Every finish line has a story.
At the Prague Marathon in 2006, I ran with a man I did not know for about 15 miles and then lost him just shy of the finish line. His knee revolted and he had to walk. I never found him so I’d like to take this moment to virtually shake his hand.
At the London Marathon in 2007 – let’s call him a senior veteran runner – was ahead of me at the finish line. He was leisurely walking, as if out for a Sunday stroll. I was running as if, well, as if I’d just done 26.2 miles in massive pain. It is my favorite finish line photo.
At the Silicon Valley Marathon in 2007, my three children were feet from the finish line and I stopped to kiss each of them (that is the photo in my banner). It was my best race ever and they were there to see me through to the end.
Sunday’s San Diego Marathon had many finish line stories too. Here is just one.

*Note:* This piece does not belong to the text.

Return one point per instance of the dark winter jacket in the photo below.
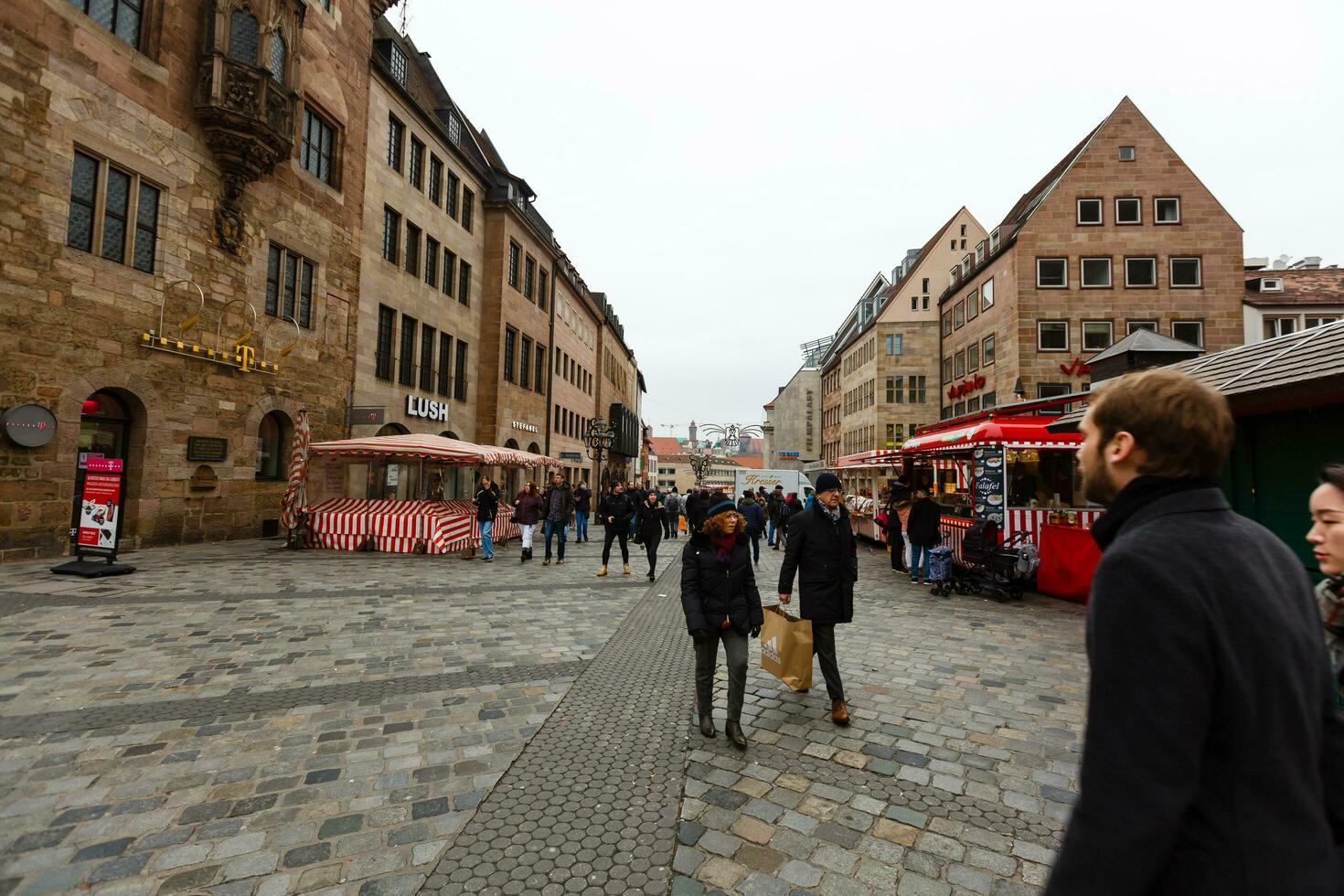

Just ahead of me, with only yards to go, a man collapsed. Another woman and I stopped to help him. With each of us holding one arm, he would try to get up but his legs would crumble. The announcer called for medical help and three volunteers rushed to his side. He waved me on and I crossed the finish line…10 seconds later.
Writing this, I can see his face, his eyes, his body folded over with head to knees. His mind and heart were still in the race but his legs had betrayed him. Ten seconds, ten seconds, just ten more seconds.
I am ashamed to say I don’t know if he crossed or not. Once I made it and got in the “medal, chip, water” line that we marathoners know so well, I couldn’t see the finish. But I did hear the announcer cheering on one man, encouraging him to make it just a few more feet. The announcer even said, “He isn’t going to remember me doing this, but let’s get him across the finish line,” or something like that.
I assume he made it. I sure hope so. I hope he is proud of what he accomplished.